Samuel L. Crippen, for appellant.
Metzger, Blair, Gardner Boldt, for respondent.
Only one question is here presented: Was there any credible evidence from which a jury could have determined that certain false representations or warranties in the application for a policy of life insurance were made without intent to deceive? The trial court answered no and took the case from the jury.
The falsity of certain representations is conceded, but it is appellant's position that a jury could find from the evidence that they were not made with intent to deceive.
We have a statute which provides:
"Warranty not to avoid policy unless deceptive. No oral or written misrepresentation or warranty made in the negotiation of a contract or policy of insurance, by the assured or in his behalf, shall be deemed material or defeat or avoid the policy or prevent it attaching, unless such misrepresentation or warranty is made with the intent to deceive. . . ." Rem.
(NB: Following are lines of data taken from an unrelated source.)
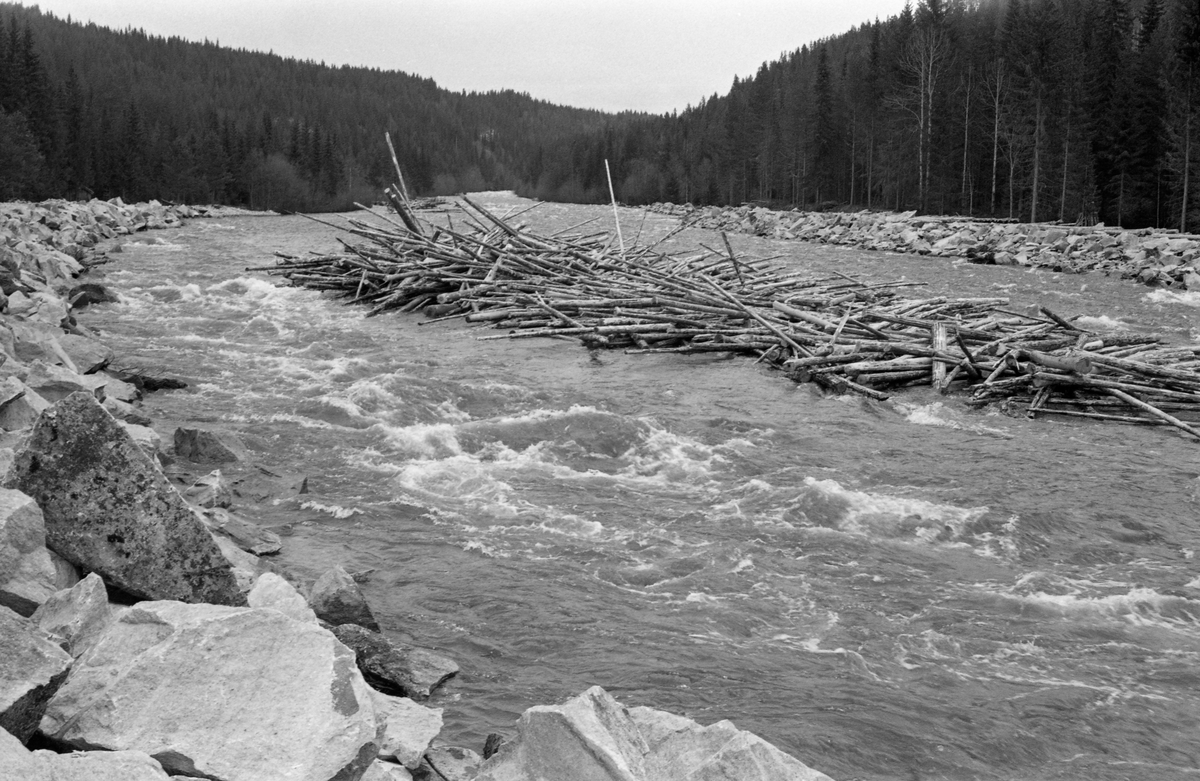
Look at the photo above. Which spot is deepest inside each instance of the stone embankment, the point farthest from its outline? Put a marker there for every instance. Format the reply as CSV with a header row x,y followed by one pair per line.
x,y
1155,258
144,635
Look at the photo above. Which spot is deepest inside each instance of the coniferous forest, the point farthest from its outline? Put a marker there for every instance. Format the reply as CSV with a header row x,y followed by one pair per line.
x,y
1032,109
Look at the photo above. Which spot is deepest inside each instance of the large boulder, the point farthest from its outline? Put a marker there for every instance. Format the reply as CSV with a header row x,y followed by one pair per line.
x,y
220,692
19,404
17,763
589,737
593,737
271,590
88,354
31,668
336,599
76,617
109,509
408,728
208,446
395,668
55,383
682,749
245,534
28,576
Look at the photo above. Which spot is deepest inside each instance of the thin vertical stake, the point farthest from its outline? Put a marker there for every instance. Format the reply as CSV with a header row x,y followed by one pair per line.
x,y
615,216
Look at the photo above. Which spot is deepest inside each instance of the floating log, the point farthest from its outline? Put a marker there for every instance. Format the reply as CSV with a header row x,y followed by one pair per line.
x,y
844,334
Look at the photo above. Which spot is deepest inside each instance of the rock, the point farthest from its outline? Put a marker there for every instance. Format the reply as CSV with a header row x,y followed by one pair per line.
x,y
336,599
271,590
391,667
682,749
109,509
88,354
21,406
31,670
120,390
28,576
593,737
66,574
408,728
588,737
246,566
76,617
264,485
221,692
135,371
381,770
210,491
145,438
455,763
247,535
33,343
83,295
55,383
17,763
199,445
125,412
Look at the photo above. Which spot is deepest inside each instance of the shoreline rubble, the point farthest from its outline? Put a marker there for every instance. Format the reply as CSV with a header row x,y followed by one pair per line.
x,y
1157,258
141,636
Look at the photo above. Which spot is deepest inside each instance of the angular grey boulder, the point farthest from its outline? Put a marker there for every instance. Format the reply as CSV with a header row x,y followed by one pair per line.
x,y
201,445
17,763
220,692
407,728
593,737
76,617
28,575
682,749
336,599
391,667
109,509
31,668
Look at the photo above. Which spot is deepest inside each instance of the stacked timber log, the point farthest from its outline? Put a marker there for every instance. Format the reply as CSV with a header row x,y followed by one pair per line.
x,y
1159,258
844,334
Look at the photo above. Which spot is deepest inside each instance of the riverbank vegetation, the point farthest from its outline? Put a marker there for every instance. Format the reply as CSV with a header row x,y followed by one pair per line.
x,y
1030,109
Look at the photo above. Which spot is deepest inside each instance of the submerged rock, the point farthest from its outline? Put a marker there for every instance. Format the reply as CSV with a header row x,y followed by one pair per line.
x,y
220,692
336,599
201,445
245,534
271,590
395,668
593,737
28,576
109,509
31,668
76,617
407,728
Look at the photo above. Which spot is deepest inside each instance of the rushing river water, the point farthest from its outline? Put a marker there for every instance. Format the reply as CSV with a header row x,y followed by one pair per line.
x,y
907,589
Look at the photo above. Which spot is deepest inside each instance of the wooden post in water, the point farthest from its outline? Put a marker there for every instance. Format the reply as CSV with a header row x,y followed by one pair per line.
x,y
616,217
940,343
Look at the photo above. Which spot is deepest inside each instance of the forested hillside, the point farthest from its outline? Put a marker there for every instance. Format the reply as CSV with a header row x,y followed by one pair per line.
x,y
1038,109
87,109
1035,109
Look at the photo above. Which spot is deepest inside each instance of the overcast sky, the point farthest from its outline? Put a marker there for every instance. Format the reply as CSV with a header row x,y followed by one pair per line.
x,y
652,55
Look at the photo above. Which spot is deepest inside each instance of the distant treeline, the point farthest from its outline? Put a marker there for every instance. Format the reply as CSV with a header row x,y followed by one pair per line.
x,y
1037,109
90,110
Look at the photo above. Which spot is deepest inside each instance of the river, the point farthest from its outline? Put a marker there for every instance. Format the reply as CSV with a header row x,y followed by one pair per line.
x,y
903,589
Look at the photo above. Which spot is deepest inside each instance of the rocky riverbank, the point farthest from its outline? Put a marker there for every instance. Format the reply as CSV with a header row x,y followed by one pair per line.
x,y
144,631
1155,258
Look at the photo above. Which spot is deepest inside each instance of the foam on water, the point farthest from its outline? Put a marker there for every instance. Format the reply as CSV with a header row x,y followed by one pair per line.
x,y
1102,323
827,503
939,414
1187,298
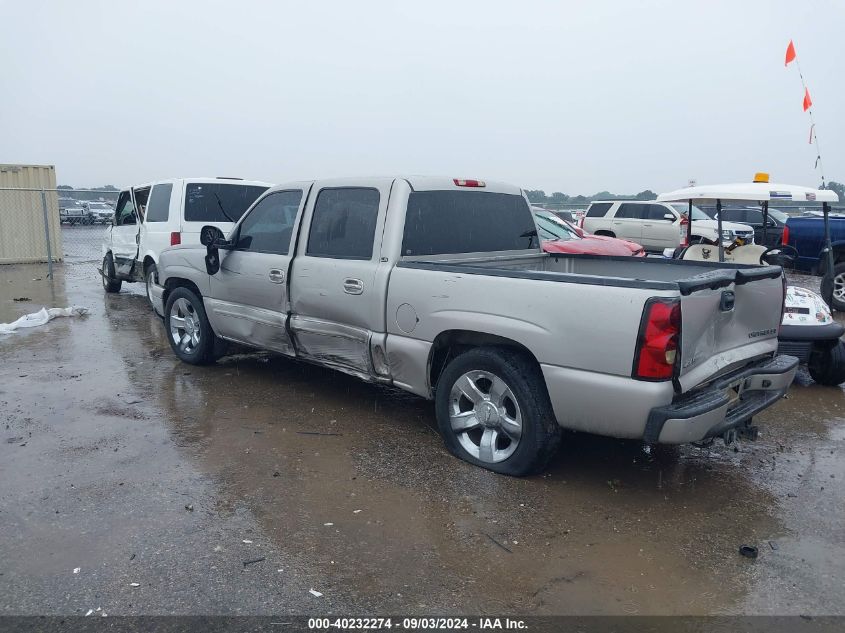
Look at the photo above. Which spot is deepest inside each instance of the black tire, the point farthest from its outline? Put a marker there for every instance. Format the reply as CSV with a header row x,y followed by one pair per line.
x,y
203,351
828,285
827,363
150,276
540,436
110,282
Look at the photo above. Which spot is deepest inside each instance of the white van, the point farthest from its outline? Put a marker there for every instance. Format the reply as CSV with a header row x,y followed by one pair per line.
x,y
151,217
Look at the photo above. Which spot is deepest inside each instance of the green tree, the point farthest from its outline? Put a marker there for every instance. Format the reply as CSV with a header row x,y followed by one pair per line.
x,y
536,195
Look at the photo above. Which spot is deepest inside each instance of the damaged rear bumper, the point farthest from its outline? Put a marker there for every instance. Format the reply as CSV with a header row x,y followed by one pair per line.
x,y
727,403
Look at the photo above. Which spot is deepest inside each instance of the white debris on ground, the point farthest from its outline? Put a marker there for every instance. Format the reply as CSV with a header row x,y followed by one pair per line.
x,y
42,317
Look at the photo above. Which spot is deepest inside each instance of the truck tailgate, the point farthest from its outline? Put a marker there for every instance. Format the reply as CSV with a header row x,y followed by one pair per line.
x,y
727,319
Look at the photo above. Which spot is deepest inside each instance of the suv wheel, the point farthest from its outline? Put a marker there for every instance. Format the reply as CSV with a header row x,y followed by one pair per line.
x,y
827,364
110,282
493,411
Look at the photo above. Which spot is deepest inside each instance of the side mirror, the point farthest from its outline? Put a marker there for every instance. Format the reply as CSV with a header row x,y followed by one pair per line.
x,y
213,239
209,235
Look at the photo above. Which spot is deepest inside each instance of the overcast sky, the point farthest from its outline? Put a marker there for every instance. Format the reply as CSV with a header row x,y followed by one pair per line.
x,y
560,96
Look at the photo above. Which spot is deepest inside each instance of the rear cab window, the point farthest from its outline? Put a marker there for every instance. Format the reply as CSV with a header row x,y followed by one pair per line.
x,y
450,222
631,211
343,223
268,227
219,201
657,212
158,207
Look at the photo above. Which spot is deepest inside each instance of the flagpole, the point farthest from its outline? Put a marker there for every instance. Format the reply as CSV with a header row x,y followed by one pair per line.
x,y
819,165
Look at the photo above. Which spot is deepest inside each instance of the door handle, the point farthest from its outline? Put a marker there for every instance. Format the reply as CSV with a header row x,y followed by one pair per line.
x,y
353,286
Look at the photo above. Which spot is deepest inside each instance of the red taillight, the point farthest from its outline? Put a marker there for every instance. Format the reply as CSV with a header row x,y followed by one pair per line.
x,y
684,231
657,344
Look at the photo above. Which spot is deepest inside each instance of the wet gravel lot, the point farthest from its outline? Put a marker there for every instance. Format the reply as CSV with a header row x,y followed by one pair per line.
x,y
136,484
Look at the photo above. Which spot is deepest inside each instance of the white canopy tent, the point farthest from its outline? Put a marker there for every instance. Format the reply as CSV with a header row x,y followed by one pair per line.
x,y
760,191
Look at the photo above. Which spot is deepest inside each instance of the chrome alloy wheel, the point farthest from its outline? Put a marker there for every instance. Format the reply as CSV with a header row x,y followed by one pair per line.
x,y
184,325
485,416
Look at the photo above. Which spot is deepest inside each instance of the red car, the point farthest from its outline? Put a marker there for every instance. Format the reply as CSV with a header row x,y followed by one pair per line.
x,y
559,236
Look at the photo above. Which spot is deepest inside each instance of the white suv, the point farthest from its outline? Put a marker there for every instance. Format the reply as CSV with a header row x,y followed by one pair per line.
x,y
658,225
149,218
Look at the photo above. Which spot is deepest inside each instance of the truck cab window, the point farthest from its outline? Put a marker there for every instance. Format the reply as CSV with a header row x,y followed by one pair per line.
x,y
441,222
269,226
344,223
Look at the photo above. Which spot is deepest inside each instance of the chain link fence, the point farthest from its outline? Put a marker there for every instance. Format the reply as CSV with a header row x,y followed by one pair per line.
x,y
54,225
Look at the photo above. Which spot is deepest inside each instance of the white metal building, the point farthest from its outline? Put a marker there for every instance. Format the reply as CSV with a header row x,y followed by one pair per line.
x,y
22,231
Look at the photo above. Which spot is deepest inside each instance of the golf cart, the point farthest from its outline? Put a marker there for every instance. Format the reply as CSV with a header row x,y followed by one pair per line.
x,y
807,330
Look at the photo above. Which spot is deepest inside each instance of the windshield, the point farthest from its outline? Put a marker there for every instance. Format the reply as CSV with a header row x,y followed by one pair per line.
x,y
553,228
697,214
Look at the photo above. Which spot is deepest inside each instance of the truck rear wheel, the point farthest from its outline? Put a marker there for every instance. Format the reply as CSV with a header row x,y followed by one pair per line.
x,y
493,410
827,364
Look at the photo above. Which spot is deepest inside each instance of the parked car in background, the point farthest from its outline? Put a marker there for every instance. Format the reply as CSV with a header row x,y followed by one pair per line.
x,y
558,236
100,212
563,214
658,225
753,217
806,235
149,218
72,212
437,286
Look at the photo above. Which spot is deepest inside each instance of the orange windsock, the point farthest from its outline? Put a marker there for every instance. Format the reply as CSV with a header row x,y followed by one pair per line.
x,y
790,53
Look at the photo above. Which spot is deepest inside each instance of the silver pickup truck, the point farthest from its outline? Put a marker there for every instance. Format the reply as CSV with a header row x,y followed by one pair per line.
x,y
439,287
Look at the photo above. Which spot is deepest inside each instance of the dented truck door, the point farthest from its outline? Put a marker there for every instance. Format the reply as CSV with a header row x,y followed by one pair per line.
x,y
248,299
338,279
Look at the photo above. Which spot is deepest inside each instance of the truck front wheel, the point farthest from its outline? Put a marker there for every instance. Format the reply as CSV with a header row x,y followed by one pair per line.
x,y
493,410
827,363
188,330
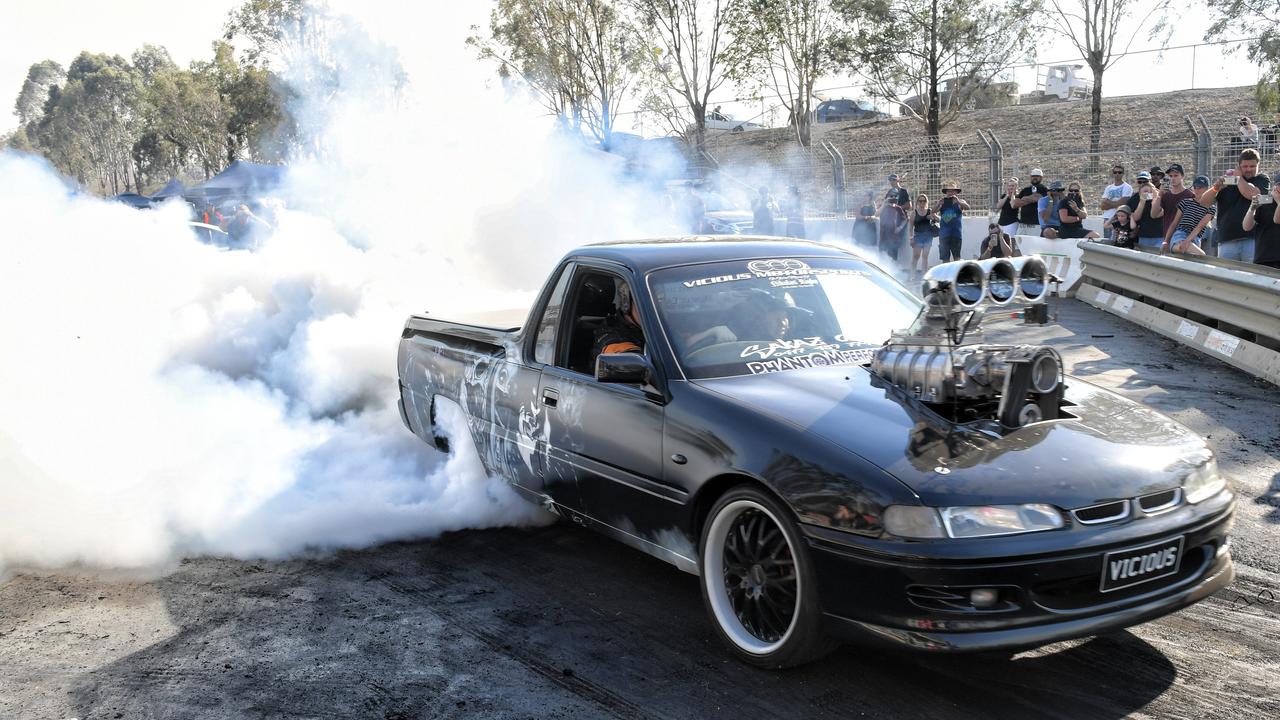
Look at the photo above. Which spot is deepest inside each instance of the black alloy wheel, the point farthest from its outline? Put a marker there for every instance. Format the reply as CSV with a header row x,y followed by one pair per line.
x,y
758,582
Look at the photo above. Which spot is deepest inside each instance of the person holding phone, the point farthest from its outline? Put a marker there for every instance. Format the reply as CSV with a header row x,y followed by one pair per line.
x,y
1072,213
1191,222
924,228
1264,219
1147,213
1234,195
950,212
997,244
1008,219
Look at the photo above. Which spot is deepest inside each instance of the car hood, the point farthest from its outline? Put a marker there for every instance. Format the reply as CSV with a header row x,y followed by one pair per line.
x,y
1112,449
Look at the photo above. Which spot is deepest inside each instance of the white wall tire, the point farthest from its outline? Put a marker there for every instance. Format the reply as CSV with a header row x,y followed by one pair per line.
x,y
758,582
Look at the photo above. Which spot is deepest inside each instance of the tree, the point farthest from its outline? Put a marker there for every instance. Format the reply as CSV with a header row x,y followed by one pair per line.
x,y
1097,28
577,57
275,30
954,53
35,90
1261,21
90,127
685,65
786,45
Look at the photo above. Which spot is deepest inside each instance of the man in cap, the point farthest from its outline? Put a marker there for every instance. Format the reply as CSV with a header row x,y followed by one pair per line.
x,y
1028,201
1157,177
1046,210
950,212
1147,213
1114,196
1174,194
894,213
1191,222
1234,194
1265,222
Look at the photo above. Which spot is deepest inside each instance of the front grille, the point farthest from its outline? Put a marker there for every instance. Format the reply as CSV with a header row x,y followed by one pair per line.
x,y
1160,501
1102,513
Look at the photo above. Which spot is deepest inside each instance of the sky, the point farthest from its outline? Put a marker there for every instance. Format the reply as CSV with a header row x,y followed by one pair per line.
x,y
59,30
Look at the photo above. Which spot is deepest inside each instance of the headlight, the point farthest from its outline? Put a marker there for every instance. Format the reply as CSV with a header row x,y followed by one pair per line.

Rev. Stat., § 7078 [P.P.C. § 645-11].
 Liability on an insurance policy cannot be avoided unless it appears that untrue representations were knowingly made in the application for the policy and that, in making those representations, the applicant had an intent to deceive the company. Houston v. New York Life Ins. Co., 159 Wn. 162, 292 P. 445, 166 Wn. 611, 8 P.2d 434; Great Northern Life Ins. Co. v. Johnson, 187 Wn. 347, 60 P.2d 109; Miller v. United Pac. Cas. Ins. Co., 187 Wn. 629, 60 P.2d 714.
However, where a false statement has been knowingly made, there is a presumption that it was made with intent to deceive. Quinn v. Mutual Life Ins. Co., 91 Wn. 543, 158 P. 82; Day v. St. Paul Fire Marine Ins. Co., 111 Wn. 49, 189 P. 95; Equitable Life Ins. Co. v. Carver, 17 F. Supp. 23.
[2, 3] We have frequently held that a presumption is not evidence ( Gardner v. Seymour, 27 Wn.2d 802, 180 P.2d 564); and, when we have said that the presumption must be overcome by evidence establishing an honest motive or an innocent intent, as was said in Day v. St. Paul Fire Marine Ins. Co., supra, and Hayes v. Automobile Ins. Exch., 126 Wn. 487, 218 P. 252, we meant only that the burden of going forward with the evidence is upon the assured or the beneficiary seeking to enforce the policy. The bare affirmation that there was no intent to deceive is not credible evidence of good faith, and, in the absence of credible evidence of good faith, the presumption would warrant a dismissal. Day v. St. Paul Fire Marine Ins. Co., supra. As was said in Mutual Life Ins. Co. v. Campbell, 170 Wn. 485, 16 P.2d 836:
"It profits him nothing to say that he did not by his representations intend to deceive. A statement that is obviously factitious cannot be accepted as being true on its face."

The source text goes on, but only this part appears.